A total of 1386 students were invited to join the study, of whom 281 (20%) refused to participate, 37 (3%) were excluded from the study due to their medical history, 50 (4%) were unable to attend due to their parents’ schedules, 98 (7%) could not be contacted for scheduling. Of the 920 participants who underwent CPET, 68 (7%) failed to meet the criteria for a maximal effort and were excluded. Data from 852 (410 males, 442 females) were included in the final analysis. The physical characteristics of the subjects are provided in Table 2.

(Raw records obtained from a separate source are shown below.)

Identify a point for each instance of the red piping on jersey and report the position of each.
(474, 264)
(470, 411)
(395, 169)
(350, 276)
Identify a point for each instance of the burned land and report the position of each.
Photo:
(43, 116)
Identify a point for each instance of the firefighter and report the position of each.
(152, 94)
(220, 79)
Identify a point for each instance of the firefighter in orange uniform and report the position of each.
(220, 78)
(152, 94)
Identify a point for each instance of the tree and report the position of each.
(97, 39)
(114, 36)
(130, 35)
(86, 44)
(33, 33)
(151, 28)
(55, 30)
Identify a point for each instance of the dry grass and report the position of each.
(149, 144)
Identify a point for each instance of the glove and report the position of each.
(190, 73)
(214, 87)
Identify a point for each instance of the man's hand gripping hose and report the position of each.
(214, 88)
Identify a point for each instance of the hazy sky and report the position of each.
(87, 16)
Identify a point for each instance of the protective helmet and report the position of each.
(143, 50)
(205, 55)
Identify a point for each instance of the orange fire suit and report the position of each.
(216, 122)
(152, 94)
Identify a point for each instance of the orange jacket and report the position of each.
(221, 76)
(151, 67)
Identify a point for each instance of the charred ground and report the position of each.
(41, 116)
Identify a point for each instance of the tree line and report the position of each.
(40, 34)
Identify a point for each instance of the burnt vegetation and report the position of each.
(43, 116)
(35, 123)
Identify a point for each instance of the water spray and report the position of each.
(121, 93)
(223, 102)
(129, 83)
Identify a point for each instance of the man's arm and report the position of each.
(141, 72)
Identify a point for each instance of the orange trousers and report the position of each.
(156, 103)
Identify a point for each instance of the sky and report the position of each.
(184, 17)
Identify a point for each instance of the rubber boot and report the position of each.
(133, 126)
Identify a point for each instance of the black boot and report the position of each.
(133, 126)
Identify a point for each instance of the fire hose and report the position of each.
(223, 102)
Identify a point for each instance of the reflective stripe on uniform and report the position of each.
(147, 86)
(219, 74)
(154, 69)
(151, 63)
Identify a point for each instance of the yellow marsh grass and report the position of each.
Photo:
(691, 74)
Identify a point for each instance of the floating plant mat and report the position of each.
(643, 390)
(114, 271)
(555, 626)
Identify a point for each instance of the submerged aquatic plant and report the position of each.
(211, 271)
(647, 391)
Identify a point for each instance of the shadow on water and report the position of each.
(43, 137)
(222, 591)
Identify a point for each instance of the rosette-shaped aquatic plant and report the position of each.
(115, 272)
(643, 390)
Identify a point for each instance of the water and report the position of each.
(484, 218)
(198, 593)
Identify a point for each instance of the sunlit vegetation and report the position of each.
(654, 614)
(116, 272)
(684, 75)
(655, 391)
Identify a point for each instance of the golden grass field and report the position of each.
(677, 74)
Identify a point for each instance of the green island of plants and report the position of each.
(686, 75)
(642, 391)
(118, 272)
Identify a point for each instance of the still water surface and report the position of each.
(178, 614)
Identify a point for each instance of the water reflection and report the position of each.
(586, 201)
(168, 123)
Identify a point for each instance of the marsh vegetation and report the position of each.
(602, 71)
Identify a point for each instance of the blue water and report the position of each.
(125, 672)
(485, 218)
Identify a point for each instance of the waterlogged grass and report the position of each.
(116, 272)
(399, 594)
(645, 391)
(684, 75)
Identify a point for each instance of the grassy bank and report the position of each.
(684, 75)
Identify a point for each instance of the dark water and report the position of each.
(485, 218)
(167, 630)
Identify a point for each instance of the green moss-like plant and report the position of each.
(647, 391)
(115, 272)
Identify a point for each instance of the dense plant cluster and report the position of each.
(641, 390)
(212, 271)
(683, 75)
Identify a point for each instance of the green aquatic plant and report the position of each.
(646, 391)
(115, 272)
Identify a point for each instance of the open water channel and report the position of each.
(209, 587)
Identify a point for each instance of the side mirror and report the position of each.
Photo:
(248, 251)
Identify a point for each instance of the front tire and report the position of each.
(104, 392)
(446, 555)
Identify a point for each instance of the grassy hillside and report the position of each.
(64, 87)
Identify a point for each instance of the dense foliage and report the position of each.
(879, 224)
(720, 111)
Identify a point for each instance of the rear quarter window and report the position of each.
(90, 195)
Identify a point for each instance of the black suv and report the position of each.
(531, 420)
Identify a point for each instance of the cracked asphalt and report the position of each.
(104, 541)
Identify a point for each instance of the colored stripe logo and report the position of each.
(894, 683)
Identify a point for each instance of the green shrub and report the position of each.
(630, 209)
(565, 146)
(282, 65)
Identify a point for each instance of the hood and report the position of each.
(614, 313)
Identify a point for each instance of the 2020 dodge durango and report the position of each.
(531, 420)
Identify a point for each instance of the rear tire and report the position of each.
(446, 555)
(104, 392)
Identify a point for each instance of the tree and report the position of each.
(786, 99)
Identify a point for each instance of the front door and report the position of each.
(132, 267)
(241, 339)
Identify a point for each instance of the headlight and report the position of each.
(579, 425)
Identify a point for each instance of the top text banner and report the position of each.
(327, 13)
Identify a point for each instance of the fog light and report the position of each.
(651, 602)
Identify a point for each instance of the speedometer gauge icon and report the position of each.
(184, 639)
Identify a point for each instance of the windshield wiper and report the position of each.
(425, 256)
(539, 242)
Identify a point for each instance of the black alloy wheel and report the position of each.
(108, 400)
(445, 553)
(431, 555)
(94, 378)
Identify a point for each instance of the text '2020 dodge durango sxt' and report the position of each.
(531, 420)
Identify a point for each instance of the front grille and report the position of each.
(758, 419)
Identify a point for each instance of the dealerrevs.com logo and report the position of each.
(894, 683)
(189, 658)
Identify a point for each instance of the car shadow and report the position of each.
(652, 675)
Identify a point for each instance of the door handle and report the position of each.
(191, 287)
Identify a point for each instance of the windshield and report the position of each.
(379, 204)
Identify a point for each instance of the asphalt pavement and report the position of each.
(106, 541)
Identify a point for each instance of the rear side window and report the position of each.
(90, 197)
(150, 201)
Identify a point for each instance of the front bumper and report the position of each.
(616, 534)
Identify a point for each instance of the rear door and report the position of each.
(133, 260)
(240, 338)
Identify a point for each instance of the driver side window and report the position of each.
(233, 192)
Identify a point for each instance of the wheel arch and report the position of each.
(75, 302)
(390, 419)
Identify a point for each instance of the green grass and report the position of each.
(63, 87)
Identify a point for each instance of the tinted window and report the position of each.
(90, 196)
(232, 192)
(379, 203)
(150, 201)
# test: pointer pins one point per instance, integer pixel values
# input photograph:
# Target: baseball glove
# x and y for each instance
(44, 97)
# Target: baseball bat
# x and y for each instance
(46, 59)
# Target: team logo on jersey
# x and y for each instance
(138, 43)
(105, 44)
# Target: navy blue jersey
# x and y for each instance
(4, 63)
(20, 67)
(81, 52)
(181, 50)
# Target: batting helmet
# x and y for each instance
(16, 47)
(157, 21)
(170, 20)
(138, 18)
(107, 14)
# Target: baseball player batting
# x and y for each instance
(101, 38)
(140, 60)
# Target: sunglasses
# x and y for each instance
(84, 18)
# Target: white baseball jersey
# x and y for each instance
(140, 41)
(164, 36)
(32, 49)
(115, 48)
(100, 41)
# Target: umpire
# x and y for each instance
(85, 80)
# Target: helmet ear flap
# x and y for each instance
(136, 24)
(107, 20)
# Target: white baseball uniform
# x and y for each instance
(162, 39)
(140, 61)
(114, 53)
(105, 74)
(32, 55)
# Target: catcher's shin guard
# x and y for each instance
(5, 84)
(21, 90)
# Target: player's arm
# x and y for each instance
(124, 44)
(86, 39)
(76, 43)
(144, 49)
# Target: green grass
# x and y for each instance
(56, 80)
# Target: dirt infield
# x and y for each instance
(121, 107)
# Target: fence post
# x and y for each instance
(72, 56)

Our findings demonstrate that allometric scaling of peak VO2 for body mass was effective in removing the influence of body mass on peak VO2. The scaling exponent however differed by age and sex and the scaled peak VO2 remained correlated with height, and age, within all age- and sex-specific groups, except older girls. As a result, z score equations for different sex and age groups were developed, which were effective in removing the influence of body mass, height and age on peak VO2. These provide an effective metric for identifying children with low peak VO2.
In conclusion, we have provided comparisons between different body size scaling approaches for peak VO2 in Southern Chinese girls and boys and have shown these differentially impact the interpretation of peak VO2 with changes in age and sex. We recommend the use of z scores for identifying Southern Chinese children with poor cardiopulmonary fitness, and provide an accessible data processing tools for this purpose.